(Isn't it just like Barty to begin a lyric that will probably last as long as the English language with an innocent jingle worthy of a school‑boy?)

After dinner, in the evening, it was Lady Caroline's delight to read aloud, while Barty smoked his cigarettes and inexpensive cigars—a concession on her part to make him happy, and keep him as much with her as she could; and she grew even to like the smell so much that once or twice, when he went to Antwerp for a couple of days to stay with Tescheles, she actually had to burn some of his tobacco on a red‑hot shovel, for the scent of it seemed to spell his name for her and make his absence less complete.

Thus she read to him Esmond, Hypatia, Never too Late to Mend, Les Maîtres Sonneurs, La Mare au Diable, and other delightful books, English and French, which were sent once a week from a circulating library in Brussels. How they blessed thy name, good Baron Tauchnitz!

"Oh, Aunt Caroline, if I could only illustrate books! If I could only illustrate Esmond and draw a passable Beatrix coming down the old staircase at Castlewood with her candle!" said Barty, one night.

That was not to be. Another was to illustrate Esmond, a poor devil who, oddly enough, was then living in the next street and suffering from a like disorder.[1]

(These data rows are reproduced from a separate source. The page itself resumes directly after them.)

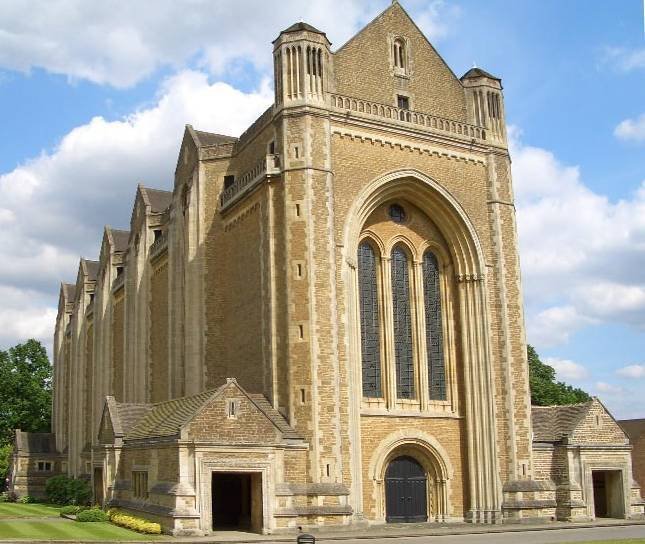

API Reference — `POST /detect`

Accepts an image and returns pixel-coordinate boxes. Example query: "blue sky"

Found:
[0,0,645,417]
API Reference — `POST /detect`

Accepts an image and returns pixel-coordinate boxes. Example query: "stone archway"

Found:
[343,169,502,521]
[369,431,454,522]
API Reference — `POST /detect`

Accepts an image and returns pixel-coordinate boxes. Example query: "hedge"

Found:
[108,509,161,535]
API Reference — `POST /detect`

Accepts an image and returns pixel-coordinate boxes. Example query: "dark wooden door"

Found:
[385,456,428,523]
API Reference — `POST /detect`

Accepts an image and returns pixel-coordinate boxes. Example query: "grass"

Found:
[0,502,60,520]
[0,518,159,542]
[0,503,164,542]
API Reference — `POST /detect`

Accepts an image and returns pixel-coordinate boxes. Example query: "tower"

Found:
[461,68,506,144]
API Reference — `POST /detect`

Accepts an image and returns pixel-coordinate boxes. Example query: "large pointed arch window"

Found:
[392,246,415,399]
[423,250,446,400]
[358,242,383,397]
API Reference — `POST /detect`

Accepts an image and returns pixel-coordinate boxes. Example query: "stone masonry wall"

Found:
[334,5,466,121]
[148,255,170,402]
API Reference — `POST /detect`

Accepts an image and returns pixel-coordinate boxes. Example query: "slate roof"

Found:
[280,21,325,35]
[16,430,56,453]
[126,390,214,440]
[141,187,172,213]
[195,130,237,147]
[617,419,645,444]
[83,259,99,281]
[113,402,152,435]
[125,383,302,440]
[63,283,76,301]
[531,400,593,442]
[461,68,502,81]
[249,394,302,440]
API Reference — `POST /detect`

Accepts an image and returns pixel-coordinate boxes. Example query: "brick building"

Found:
[8,2,640,534]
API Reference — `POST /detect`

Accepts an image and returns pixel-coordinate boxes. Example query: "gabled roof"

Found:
[61,283,76,302]
[141,186,172,213]
[105,227,130,253]
[280,21,325,35]
[125,379,301,440]
[193,130,237,147]
[461,68,502,81]
[82,259,100,281]
[334,0,458,83]
[126,390,214,440]
[15,429,56,453]
[103,396,152,437]
[531,400,593,442]
[618,419,645,444]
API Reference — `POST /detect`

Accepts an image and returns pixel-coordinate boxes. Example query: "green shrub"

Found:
[59,504,83,517]
[76,508,109,522]
[45,474,92,505]
[108,509,161,535]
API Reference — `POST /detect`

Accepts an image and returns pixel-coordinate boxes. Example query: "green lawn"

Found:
[0,518,159,542]
[0,502,164,542]
[0,502,60,520]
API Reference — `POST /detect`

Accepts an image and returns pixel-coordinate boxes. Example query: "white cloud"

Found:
[526,306,593,348]
[510,129,645,347]
[602,47,645,72]
[616,365,645,379]
[0,0,458,87]
[544,357,589,381]
[594,382,625,395]
[0,71,273,349]
[614,113,645,142]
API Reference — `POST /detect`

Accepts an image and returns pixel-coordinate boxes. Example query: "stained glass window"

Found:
[358,242,382,397]
[392,247,414,399]
[423,251,446,400]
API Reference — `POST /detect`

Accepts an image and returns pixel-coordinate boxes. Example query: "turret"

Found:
[273,23,331,106]
[461,68,506,143]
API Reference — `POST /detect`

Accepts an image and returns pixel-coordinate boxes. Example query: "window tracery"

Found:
[356,202,456,411]
[391,246,415,399]
[358,242,382,397]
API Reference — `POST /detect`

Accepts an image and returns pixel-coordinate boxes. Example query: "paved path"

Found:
[167,520,645,544]
[318,525,645,544]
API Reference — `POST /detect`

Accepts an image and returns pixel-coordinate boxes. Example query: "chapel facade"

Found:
[8,2,631,534]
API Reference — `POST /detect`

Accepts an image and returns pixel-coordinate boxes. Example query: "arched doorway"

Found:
[385,455,428,523]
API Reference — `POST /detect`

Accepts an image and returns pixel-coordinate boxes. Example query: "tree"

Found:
[527,346,591,406]
[0,340,52,446]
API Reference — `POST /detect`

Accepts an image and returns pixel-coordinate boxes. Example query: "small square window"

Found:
[224,175,235,189]
[396,94,410,110]
[226,399,240,419]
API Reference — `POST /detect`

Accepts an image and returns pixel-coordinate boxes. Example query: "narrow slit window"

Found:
[358,242,382,397]
[392,247,415,399]
[423,251,446,400]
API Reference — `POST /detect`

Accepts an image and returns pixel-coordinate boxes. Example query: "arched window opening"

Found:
[358,242,383,397]
[423,251,446,400]
[392,246,415,399]
[393,38,407,72]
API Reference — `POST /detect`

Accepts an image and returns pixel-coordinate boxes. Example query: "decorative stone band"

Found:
[456,274,484,283]
[110,499,200,519]
[220,153,280,211]
[273,504,354,518]
[331,94,487,140]
[275,483,349,497]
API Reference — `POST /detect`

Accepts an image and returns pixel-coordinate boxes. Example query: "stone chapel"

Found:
[7,2,642,535]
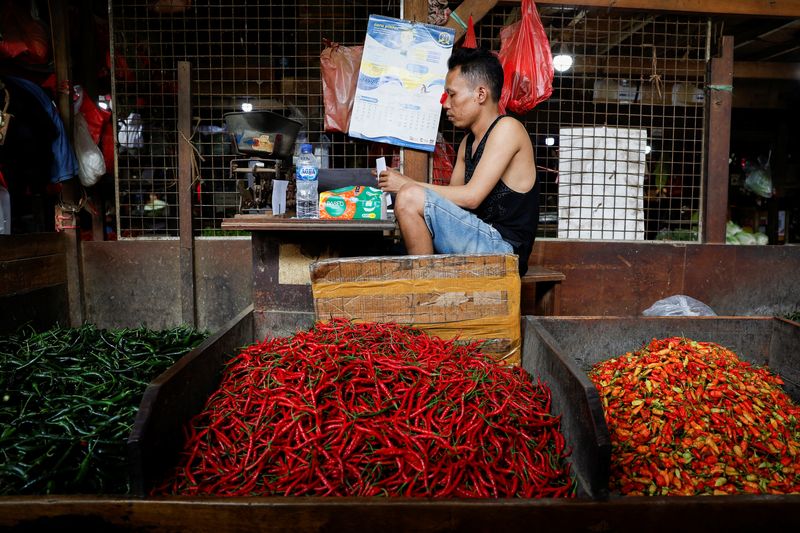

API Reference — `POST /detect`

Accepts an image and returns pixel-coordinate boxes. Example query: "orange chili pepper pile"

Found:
[154,320,575,498]
[589,337,800,495]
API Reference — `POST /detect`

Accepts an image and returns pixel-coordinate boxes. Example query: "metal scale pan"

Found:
[224,111,303,214]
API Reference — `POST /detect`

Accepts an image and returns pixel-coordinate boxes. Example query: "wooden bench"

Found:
[520,265,566,316]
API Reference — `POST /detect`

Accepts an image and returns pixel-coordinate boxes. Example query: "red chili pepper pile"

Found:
[154,320,575,498]
[590,337,800,495]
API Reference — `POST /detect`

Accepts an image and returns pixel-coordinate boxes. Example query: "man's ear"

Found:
[475,85,489,104]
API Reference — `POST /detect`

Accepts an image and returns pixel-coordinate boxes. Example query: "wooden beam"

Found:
[47,0,84,327]
[733,61,800,81]
[178,61,197,326]
[703,36,733,244]
[445,0,497,42]
[524,0,800,17]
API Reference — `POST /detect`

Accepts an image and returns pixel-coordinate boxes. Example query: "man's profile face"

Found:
[442,67,479,128]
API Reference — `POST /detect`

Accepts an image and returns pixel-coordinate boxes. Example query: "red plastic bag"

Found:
[498,0,553,114]
[431,133,456,185]
[0,0,50,65]
[319,40,364,133]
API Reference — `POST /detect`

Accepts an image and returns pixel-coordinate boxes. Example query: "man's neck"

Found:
[469,108,500,143]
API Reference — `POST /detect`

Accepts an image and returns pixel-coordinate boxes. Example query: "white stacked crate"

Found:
[558,126,647,240]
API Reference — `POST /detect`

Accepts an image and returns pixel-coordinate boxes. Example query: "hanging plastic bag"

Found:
[498,0,553,115]
[319,39,364,133]
[74,113,106,187]
[117,113,144,150]
[744,152,772,198]
[0,0,50,65]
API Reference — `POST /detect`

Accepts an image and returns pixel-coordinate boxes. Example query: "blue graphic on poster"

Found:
[348,15,455,152]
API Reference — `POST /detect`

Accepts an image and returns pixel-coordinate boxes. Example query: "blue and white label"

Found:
[297,165,319,181]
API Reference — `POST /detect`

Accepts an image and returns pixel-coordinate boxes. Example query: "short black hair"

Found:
[447,47,503,102]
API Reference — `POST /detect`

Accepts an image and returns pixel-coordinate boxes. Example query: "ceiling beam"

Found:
[573,56,800,81]
[733,19,800,50]
[733,61,800,81]
[445,0,497,42]
[524,0,800,17]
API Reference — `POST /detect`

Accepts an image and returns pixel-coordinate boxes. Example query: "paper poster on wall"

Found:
[349,15,455,152]
[558,126,647,240]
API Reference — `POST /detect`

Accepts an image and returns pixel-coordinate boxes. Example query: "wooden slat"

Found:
[532,0,800,17]
[445,0,497,42]
[0,233,65,261]
[733,61,800,80]
[221,215,396,232]
[0,254,67,296]
[178,61,197,325]
[47,0,84,326]
[403,0,428,182]
[703,36,733,243]
[0,495,800,533]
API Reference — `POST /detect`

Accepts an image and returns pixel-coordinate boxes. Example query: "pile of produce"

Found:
[590,337,800,495]
[0,325,205,495]
[154,320,575,498]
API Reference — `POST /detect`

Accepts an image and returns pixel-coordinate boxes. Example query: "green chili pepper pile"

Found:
[589,337,800,496]
[0,325,205,495]
[153,320,575,498]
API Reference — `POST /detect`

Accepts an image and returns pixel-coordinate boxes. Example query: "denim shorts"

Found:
[425,189,514,254]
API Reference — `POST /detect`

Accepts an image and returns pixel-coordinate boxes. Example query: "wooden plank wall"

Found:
[78,239,800,331]
[531,240,800,316]
[82,239,253,332]
[0,233,69,333]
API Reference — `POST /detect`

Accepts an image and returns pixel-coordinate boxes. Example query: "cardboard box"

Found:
[311,254,520,364]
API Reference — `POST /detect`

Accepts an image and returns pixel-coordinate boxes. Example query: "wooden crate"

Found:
[311,254,520,364]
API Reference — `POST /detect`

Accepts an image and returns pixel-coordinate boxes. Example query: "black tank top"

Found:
[464,115,539,275]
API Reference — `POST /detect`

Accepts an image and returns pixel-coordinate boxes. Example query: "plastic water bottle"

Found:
[295,144,319,218]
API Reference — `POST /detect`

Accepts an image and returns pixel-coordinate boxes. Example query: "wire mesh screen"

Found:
[110,0,710,240]
[443,5,710,240]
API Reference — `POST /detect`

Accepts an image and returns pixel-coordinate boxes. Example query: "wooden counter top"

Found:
[221,215,397,231]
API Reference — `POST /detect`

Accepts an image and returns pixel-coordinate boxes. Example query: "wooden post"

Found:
[178,61,197,326]
[47,0,84,327]
[403,0,428,182]
[703,36,733,243]
[445,0,497,44]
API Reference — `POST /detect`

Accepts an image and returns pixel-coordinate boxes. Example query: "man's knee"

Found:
[394,183,425,216]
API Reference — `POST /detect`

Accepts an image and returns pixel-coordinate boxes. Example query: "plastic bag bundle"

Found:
[319,42,364,132]
[642,294,717,316]
[498,0,553,114]
[74,113,106,187]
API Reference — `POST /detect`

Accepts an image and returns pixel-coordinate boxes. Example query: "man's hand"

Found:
[372,168,416,193]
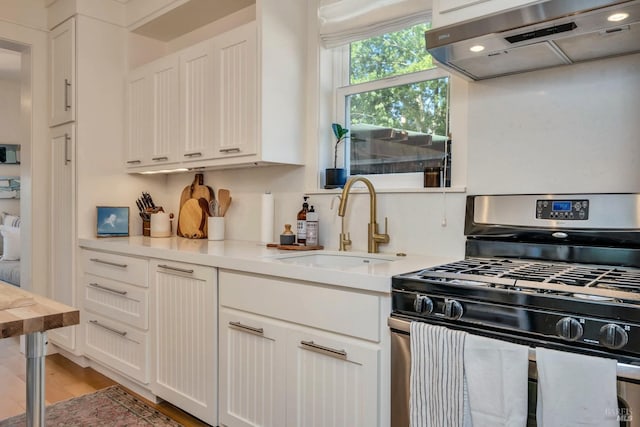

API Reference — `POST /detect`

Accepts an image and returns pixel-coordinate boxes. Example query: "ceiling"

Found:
[132,0,255,42]
[0,48,21,81]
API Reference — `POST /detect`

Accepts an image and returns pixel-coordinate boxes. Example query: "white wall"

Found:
[468,54,640,193]
[161,55,640,256]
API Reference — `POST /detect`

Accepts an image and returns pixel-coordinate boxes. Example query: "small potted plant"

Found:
[324,123,349,189]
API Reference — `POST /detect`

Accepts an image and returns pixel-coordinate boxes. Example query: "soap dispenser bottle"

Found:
[307,206,320,246]
[297,196,309,245]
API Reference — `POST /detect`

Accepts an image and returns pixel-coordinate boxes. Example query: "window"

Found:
[337,24,451,186]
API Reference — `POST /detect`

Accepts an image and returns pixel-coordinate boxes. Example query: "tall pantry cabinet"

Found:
[48,12,126,355]
[48,17,77,351]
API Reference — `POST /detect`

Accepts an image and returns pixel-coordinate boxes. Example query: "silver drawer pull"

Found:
[89,320,127,337]
[89,283,127,295]
[90,258,128,268]
[300,341,347,360]
[158,264,193,274]
[220,147,240,153]
[64,79,71,111]
[229,322,264,336]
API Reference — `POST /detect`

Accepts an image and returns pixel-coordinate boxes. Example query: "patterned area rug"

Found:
[0,385,182,427]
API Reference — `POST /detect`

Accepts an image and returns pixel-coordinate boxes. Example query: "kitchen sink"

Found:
[274,252,395,268]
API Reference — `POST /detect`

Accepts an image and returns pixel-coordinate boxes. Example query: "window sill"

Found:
[305,184,467,195]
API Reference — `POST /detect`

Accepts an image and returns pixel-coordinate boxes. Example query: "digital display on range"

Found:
[551,201,572,212]
[536,199,591,221]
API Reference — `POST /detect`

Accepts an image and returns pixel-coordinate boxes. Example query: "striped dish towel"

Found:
[409,322,467,427]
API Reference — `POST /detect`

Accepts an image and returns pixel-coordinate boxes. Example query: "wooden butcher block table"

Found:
[0,281,80,427]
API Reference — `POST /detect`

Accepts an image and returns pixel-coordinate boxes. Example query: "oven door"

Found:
[388,316,640,427]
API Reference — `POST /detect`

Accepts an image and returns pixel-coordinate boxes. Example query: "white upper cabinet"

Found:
[432,0,546,28]
[49,18,76,126]
[178,41,217,161]
[125,0,307,172]
[213,22,258,158]
[125,56,180,167]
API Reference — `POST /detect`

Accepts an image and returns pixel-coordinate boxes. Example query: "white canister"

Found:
[207,216,224,240]
[151,212,171,237]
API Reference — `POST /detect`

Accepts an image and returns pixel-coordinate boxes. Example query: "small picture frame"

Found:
[96,206,129,237]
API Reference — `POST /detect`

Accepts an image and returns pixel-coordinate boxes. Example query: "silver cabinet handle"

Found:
[89,283,127,295]
[158,264,193,274]
[89,258,127,268]
[300,341,347,360]
[229,322,264,336]
[89,320,127,337]
[64,133,71,166]
[64,79,71,111]
[220,148,240,153]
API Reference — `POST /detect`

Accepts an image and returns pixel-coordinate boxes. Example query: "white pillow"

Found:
[0,225,20,261]
[2,212,21,228]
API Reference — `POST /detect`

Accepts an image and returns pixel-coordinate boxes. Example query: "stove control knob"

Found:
[442,299,464,320]
[600,323,629,350]
[556,317,584,341]
[413,295,433,314]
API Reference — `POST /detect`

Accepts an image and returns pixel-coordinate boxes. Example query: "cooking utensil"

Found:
[209,199,220,216]
[218,188,231,216]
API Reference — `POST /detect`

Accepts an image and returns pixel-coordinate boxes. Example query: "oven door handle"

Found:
[387,317,640,381]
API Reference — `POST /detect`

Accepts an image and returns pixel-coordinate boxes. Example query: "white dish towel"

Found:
[409,322,467,427]
[536,348,619,427]
[464,334,529,427]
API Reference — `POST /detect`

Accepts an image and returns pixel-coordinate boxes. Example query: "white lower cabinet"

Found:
[219,271,381,427]
[150,260,218,425]
[81,250,150,384]
[286,328,379,427]
[220,308,286,427]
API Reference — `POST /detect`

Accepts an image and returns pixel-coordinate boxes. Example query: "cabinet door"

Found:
[150,260,218,425]
[219,308,286,427]
[213,22,258,158]
[179,41,217,161]
[48,124,76,350]
[150,55,180,165]
[125,55,180,167]
[287,329,380,427]
[125,68,152,167]
[49,18,76,126]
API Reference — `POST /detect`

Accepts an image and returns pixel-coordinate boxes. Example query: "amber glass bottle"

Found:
[297,196,309,245]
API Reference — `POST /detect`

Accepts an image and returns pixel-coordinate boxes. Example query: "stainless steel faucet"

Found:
[338,176,389,253]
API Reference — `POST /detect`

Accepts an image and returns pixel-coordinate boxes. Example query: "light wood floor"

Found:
[0,338,207,427]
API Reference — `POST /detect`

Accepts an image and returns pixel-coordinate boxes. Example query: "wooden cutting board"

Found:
[180,173,215,214]
[176,173,214,239]
[177,197,209,239]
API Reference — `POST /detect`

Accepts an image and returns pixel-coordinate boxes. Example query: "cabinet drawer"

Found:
[83,311,149,384]
[83,274,149,329]
[219,271,381,342]
[82,250,149,288]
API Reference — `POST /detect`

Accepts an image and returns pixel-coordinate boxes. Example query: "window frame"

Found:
[334,45,455,190]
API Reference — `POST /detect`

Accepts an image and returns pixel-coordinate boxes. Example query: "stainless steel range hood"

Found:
[425,0,640,80]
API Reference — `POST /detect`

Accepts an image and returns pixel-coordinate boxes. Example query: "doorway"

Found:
[0,20,51,295]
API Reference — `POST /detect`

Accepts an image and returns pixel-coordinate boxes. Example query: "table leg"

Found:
[25,332,47,427]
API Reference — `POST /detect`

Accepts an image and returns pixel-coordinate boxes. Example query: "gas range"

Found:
[392,194,640,364]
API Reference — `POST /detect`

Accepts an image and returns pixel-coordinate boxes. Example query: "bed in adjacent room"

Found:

As a return, Barty would sing to her all he knew, in five languages—three of which neither of them quite understood—accompanying himself on the piano or guitar. Sometimes she would play for him accompaniments that were beyond his reach, for she was a decently taught musician who could read fairly well at sight; whereas Barty didn't know a single note, and picked up everything by ear. She practised these accompaniments every afternoon, as assiduously as any school‑girl.

Then they would sit up very late, as they always had so much to talk about—what had just been read or played or sung, and many other things: the present, the past, and the future. All their old affection for each other had come back, trebled and quadrupled by pity on one side, gratitude on the other—and a little remorse on both. And there were long arrears to make up, and life was short and uncertain.

Sometimes l'Abbé Lefebvre, one of the professors at the séminaire and an old friend of Lady Caroline's, would come to drink tea, and talk politics, which ran high in Mechelen. He was a most accomplished and delightful Frenchman, who wrote poetry and adored Balzac—and even owned to a fondness for good old Paul de Kock, of whom it is said that when the news of his death reached Pius the Ninth, his Holiness dropped a tear and exclaimed:

"Mio caro Paolo di Kocco!"

Now and then the Abbé would bring with him a distinguished young priest, a Dominican—also a professor; Father Louis, of the princely house of Aremberg, who died a Cardinal three years ago.